‘…it’s a shame grief clouds your once-rational mind…’
It has been almost a year since mum died and I feel as though I’m walking on egg shells. I’m under the watchful gaze of people wondering how a non-believing ghost researcher will fare in the first year. Maybe they’re not watching and maybe nobody is scrutinising, but I feel it. I wondered for a while if it was actually my own gaze I feel, and an inner scrutiny rather than from outside. I didn’t know for sure.
Then I wrote a blog post about synchronicity and coincidences I’ve experienced and I knew for certain that it wasn’t me. I received a patronising message through my blog about how it was a shame that grief had clouded my mind about the reality of the situation.
There is nothing shameful about an open mind and honesty.
I feel as though I can’t win either way. Weird stuff has happened. Some of which I’ve shared, and some that I won’t. I’ve made no conclusions and I know the facts. That was literally what the post in question was about!
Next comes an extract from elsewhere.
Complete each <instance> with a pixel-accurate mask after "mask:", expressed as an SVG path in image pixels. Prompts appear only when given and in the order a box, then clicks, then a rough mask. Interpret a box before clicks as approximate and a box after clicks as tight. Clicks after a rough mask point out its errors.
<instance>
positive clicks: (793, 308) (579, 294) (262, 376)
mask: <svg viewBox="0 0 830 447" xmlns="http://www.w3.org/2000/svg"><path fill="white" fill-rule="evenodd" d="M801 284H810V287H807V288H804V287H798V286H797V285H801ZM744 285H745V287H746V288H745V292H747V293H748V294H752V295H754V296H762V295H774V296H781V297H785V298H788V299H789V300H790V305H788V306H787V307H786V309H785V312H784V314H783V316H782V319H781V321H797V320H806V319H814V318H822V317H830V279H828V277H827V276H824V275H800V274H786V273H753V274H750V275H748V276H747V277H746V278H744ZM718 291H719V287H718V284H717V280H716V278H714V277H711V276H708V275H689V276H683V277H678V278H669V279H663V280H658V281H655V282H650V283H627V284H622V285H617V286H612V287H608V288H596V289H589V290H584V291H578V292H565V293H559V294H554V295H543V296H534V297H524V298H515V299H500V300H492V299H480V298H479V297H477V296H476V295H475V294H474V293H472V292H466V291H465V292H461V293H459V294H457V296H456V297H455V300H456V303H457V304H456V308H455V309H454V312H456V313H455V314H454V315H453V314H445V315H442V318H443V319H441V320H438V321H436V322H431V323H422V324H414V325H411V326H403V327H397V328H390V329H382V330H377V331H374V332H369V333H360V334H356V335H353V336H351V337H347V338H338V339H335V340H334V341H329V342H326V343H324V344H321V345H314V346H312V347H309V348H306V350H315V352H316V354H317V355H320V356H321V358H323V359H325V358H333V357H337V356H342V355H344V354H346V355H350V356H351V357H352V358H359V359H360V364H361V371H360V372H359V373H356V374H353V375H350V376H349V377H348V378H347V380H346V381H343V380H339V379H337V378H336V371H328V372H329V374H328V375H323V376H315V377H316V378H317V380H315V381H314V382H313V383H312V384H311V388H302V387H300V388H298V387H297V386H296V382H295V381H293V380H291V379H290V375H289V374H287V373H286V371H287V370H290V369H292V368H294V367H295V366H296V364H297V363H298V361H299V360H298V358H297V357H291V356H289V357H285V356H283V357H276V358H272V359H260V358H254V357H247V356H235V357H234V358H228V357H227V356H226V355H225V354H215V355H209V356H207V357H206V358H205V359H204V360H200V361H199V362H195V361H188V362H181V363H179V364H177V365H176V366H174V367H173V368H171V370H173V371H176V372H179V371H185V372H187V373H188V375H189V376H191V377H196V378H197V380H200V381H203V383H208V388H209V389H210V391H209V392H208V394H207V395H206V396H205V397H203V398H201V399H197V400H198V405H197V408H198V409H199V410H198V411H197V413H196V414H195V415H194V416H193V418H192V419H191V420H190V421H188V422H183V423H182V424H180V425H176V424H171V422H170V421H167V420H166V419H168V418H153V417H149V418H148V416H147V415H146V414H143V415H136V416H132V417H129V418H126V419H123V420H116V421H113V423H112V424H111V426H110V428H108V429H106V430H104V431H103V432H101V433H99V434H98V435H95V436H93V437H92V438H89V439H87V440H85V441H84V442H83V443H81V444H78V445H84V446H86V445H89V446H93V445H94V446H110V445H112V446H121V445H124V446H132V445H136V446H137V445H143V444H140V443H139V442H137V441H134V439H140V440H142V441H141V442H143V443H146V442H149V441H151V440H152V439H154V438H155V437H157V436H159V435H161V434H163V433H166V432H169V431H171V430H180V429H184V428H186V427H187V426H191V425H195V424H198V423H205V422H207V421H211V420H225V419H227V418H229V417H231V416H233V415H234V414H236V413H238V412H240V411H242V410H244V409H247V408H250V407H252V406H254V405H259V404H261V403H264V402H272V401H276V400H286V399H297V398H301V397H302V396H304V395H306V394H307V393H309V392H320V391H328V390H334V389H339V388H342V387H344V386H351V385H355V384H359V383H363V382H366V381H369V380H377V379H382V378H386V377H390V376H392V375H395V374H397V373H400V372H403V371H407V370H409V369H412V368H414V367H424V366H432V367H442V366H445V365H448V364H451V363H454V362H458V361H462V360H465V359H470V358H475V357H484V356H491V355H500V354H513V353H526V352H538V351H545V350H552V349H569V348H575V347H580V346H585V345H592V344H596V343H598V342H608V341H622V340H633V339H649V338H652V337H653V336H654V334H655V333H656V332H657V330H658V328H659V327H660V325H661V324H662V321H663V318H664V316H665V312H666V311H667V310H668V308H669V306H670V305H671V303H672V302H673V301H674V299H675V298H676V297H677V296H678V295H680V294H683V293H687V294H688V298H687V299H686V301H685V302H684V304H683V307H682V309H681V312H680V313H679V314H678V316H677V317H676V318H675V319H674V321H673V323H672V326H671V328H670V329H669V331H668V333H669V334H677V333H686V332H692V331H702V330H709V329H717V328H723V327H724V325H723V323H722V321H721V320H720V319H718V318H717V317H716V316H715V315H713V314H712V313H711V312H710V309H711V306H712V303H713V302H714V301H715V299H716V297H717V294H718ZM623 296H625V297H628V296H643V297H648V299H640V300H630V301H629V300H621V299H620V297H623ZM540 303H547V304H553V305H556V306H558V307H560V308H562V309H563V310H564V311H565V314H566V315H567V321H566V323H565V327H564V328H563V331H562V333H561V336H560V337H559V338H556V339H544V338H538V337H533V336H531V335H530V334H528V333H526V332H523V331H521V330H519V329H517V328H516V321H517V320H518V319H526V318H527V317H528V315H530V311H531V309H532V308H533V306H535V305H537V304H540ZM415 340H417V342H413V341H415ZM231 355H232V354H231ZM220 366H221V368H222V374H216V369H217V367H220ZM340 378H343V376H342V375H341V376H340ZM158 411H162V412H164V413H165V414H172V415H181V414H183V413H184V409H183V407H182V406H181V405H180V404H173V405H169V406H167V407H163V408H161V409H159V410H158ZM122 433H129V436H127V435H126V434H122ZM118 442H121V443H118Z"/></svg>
… they hadn’t been in control of their perception quite as much as they’d hoped. They had experienced what it’s like to witness a mystery even though they’d known the cause to begin with!Unweaving the Rainbow: on Coincidence and the Cult of Death
Yet, if I declare the mysterious things to be significant I’ll get patronising tongue clicks and people will declare “that’s grief, that” and shake their heads with wistful sympathy. As though a part of me has died. As though they know better. As though it’s a shame to lose someone with a rational outlook. As though I am stock to be checked. As though I am to be categorised. As though I owe them my thoughts and physical brain.
If I dismiss it, there are those who’ll say I’ll never see the proof even when it’s right in front of my face. They’ll say that being an atheist and being a non-believer close your mind too much to see what’s real. They’ll call me frustrating and naive.
Are you waiting with baited breath to see where I cast my loyalties? Am I skeptic? Suspicious that I’m a secret believer in ghosts? Am I a woo? Am I rational?
I refuse to be categorised. Life is too short and the world is too interesting. There is so much to be discovered and learned beyond the two limiting categories so many people accidentally obsess over: what they think is right, and what they think is wrong.
Fact is that my mum died almost a year ago and I don’t care how it changes me. I’m on no side in a Believers vs. Non-Believers battle. I’m tired of trying to make skeptics treat people better and I refuse to do so anymore. I also sit on no fences and I refuse to. I will remain stubbornly uncategorised. I’m too busy exploring and learning. I will never be ashamed of that.